Laske has come a long way. He studied with the founders of Critical Theory (M. Horkheimer and Th. W. Adorno [1955-1966]), as well as with H. Simon, M. Minsky, R. Kegan, E. Jaques, and most recently R. Bhaskar. He is internationally known today as the Founder and Director of the Interdevelopmental Institute (IDM) where since 2000 he has taught a generation of international students – consultants, coaches, and managers – new tools for bringing about culture transformation in organizations and institutions.

As an associate professor of computer science and a consultant, in the 1980s Laske embraced artificial intelligence as a tool for creating collaborative intelligence in teams by building expert systems. In the 1990s, he deepened his knowledge of human functioning in organizations by studying clinical and developmental psychology at Harvard University’s Kohlberg School and William James College, Newton, MA (1992-1999). He proceeded to establish the scholarly and pragmatic foundations of evidence-based developmental consulting and coaching by creating CDF, the Constructive Developmental Framework (https://en.wikipedia.org/wiki/Constructive_developmental_framework).

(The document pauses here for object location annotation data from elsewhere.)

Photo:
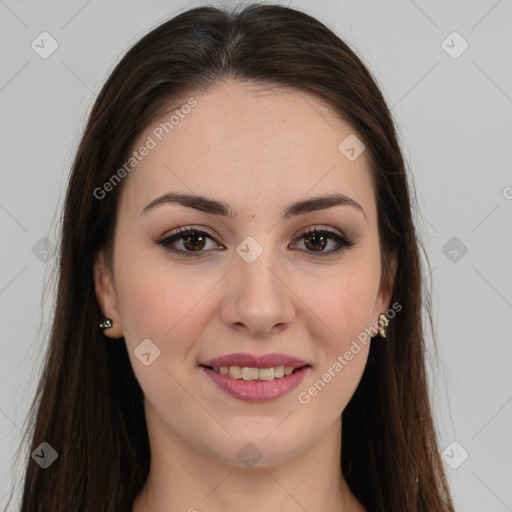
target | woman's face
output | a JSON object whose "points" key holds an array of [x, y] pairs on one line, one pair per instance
{"points": [[249, 286]]}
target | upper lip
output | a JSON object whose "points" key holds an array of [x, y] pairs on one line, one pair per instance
{"points": [[255, 361]]}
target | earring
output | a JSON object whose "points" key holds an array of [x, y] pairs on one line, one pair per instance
{"points": [[106, 324], [383, 322]]}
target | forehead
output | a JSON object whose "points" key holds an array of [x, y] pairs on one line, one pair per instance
{"points": [[249, 146]]}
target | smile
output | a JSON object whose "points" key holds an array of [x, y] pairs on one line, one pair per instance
{"points": [[247, 373]]}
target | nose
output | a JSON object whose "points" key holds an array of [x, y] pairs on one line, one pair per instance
{"points": [[258, 298]]}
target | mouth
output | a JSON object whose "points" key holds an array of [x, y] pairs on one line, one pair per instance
{"points": [[252, 373], [256, 379]]}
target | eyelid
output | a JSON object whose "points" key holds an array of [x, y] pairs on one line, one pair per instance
{"points": [[339, 237]]}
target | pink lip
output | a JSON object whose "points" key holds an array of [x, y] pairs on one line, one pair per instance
{"points": [[257, 390], [255, 361]]}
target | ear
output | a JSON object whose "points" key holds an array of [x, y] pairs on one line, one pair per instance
{"points": [[386, 288], [106, 295]]}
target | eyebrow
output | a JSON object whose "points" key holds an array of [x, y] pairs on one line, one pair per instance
{"points": [[214, 207]]}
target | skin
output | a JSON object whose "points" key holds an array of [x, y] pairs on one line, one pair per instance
{"points": [[241, 145]]}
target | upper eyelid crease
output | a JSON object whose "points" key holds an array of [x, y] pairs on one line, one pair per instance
{"points": [[342, 240], [214, 207]]}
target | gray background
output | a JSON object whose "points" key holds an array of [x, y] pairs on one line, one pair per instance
{"points": [[455, 125]]}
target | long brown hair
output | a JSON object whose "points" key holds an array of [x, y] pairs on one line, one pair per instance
{"points": [[89, 405]]}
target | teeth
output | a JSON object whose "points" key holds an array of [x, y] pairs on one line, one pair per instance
{"points": [[246, 373]]}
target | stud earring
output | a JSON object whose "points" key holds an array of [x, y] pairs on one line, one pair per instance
{"points": [[383, 322], [106, 324]]}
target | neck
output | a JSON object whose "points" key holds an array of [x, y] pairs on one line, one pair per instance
{"points": [[183, 478]]}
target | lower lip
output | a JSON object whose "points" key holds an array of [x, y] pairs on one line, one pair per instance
{"points": [[257, 390]]}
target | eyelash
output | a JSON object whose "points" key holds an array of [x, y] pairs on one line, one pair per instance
{"points": [[167, 241]]}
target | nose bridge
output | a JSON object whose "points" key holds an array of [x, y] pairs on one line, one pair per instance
{"points": [[257, 295]]}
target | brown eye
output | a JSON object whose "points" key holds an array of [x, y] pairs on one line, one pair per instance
{"points": [[317, 240], [191, 241]]}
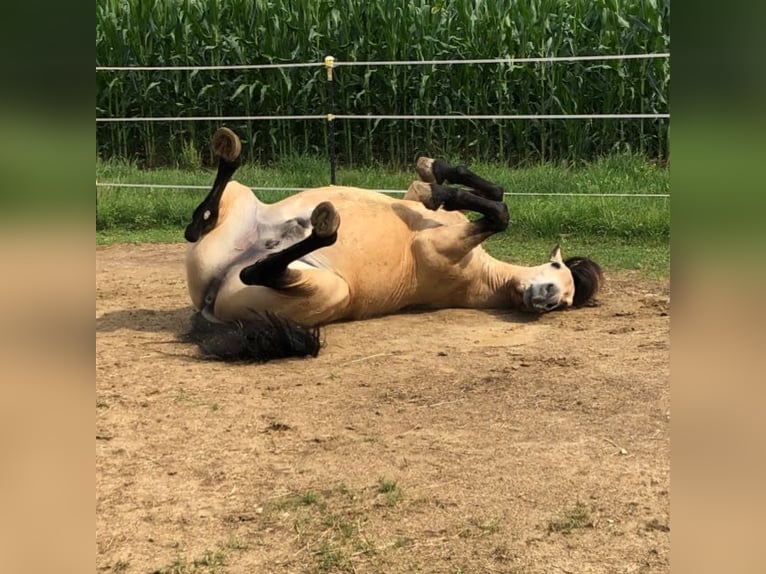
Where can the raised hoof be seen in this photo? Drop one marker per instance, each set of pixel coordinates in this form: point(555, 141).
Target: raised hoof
point(325, 220)
point(425, 169)
point(425, 194)
point(226, 144)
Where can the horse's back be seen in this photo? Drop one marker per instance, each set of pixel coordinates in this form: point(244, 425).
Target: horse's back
point(374, 249)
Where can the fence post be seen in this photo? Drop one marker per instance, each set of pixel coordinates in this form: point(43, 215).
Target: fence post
point(329, 63)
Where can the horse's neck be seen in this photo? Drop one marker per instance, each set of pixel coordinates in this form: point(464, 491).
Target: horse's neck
point(502, 284)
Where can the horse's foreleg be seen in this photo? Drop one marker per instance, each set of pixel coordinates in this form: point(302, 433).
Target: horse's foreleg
point(438, 171)
point(272, 271)
point(433, 196)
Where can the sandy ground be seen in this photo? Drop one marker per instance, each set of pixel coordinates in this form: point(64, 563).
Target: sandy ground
point(448, 441)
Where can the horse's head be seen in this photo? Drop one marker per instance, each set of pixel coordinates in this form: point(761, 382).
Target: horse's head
point(561, 283)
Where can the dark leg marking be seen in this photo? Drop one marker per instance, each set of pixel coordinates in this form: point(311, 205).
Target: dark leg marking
point(461, 175)
point(270, 271)
point(453, 199)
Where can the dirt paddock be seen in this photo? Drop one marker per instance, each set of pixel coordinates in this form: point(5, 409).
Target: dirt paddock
point(448, 441)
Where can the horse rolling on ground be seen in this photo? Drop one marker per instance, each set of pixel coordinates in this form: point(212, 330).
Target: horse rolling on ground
point(264, 277)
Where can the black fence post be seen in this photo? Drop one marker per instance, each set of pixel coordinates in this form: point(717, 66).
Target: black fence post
point(329, 63)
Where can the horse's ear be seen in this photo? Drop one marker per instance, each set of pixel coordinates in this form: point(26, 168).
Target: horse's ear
point(555, 255)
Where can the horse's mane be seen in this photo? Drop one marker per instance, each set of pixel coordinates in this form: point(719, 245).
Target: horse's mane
point(588, 278)
point(262, 338)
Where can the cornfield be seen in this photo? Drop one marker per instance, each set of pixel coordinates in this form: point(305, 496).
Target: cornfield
point(210, 32)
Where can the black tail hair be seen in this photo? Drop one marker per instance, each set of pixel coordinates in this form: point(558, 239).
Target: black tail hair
point(266, 337)
point(588, 278)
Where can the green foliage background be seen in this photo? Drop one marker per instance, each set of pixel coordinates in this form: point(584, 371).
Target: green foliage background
point(210, 32)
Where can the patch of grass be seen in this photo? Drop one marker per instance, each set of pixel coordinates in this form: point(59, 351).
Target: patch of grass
point(490, 526)
point(655, 524)
point(330, 557)
point(331, 523)
point(209, 562)
point(156, 214)
point(391, 491)
point(401, 542)
point(574, 518)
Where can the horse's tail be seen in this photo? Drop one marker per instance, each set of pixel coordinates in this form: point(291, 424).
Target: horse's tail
point(265, 337)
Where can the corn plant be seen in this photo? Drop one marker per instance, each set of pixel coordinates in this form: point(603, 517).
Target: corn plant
point(209, 32)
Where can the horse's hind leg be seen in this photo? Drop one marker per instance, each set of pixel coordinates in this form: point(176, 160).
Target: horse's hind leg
point(272, 271)
point(434, 196)
point(438, 171)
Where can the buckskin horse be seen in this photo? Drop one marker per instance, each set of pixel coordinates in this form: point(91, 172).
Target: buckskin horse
point(264, 277)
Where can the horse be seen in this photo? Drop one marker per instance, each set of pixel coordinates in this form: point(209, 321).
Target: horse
point(264, 278)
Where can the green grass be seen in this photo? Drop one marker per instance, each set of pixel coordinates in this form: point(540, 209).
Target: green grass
point(201, 32)
point(621, 233)
point(576, 517)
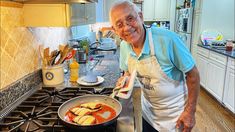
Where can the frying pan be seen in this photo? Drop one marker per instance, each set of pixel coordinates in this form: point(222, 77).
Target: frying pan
point(64, 108)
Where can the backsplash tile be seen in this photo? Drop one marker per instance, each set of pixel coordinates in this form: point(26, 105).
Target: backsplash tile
point(18, 47)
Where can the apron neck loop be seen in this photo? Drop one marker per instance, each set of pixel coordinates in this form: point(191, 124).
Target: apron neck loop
point(152, 52)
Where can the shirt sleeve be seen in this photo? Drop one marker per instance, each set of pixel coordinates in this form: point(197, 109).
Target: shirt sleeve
point(180, 55)
point(123, 56)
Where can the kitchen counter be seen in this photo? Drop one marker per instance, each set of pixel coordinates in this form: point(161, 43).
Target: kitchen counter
point(220, 51)
point(109, 64)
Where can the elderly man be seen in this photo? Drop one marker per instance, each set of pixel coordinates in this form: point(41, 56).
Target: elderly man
point(166, 70)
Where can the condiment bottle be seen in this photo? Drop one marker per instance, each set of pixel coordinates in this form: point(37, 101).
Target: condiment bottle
point(74, 67)
point(229, 45)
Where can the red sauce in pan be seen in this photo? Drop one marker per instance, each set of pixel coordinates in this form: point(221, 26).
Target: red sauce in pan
point(105, 114)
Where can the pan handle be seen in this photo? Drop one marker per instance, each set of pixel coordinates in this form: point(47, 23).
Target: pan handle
point(116, 89)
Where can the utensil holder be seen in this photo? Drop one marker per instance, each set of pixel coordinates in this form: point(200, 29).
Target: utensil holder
point(53, 75)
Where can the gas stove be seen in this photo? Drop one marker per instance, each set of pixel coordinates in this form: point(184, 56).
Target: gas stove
point(38, 113)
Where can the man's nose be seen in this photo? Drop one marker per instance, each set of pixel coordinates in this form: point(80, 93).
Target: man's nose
point(126, 25)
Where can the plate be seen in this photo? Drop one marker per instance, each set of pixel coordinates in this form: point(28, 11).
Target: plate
point(100, 80)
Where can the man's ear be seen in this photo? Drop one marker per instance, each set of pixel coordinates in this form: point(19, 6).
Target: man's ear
point(114, 30)
point(141, 16)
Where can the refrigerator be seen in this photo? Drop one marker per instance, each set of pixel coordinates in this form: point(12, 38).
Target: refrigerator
point(184, 24)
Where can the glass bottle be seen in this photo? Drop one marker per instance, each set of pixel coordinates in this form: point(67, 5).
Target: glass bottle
point(74, 71)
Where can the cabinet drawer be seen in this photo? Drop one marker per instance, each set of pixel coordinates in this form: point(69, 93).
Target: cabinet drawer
point(218, 57)
point(203, 52)
point(231, 63)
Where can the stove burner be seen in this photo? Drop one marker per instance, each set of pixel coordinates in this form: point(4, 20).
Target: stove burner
point(39, 111)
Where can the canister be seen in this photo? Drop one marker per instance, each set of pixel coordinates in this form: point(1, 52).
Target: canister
point(53, 75)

After 2000, Otto deepened his understanding of how people mature as adults, both in life and work. He did so on the basis of strictly distinguishing between horizontal learning and vertical development, and within the latter between social-emotional meaning-making and cognitive sense-making (dialectical thinking). In following Jaques and Bhaskar, Laske forged cutting-edge tools and practices for establishing and scaffolding deliberately developmental organizations which he has employed in his work as a consultant/coach in the U.S., Canada, Europe, and South-America.

More recently, Otto has published his thoughts on optimal ways of teaching dialectical thinking, an art and science that is still very little understood, even among his own students (see Blogs).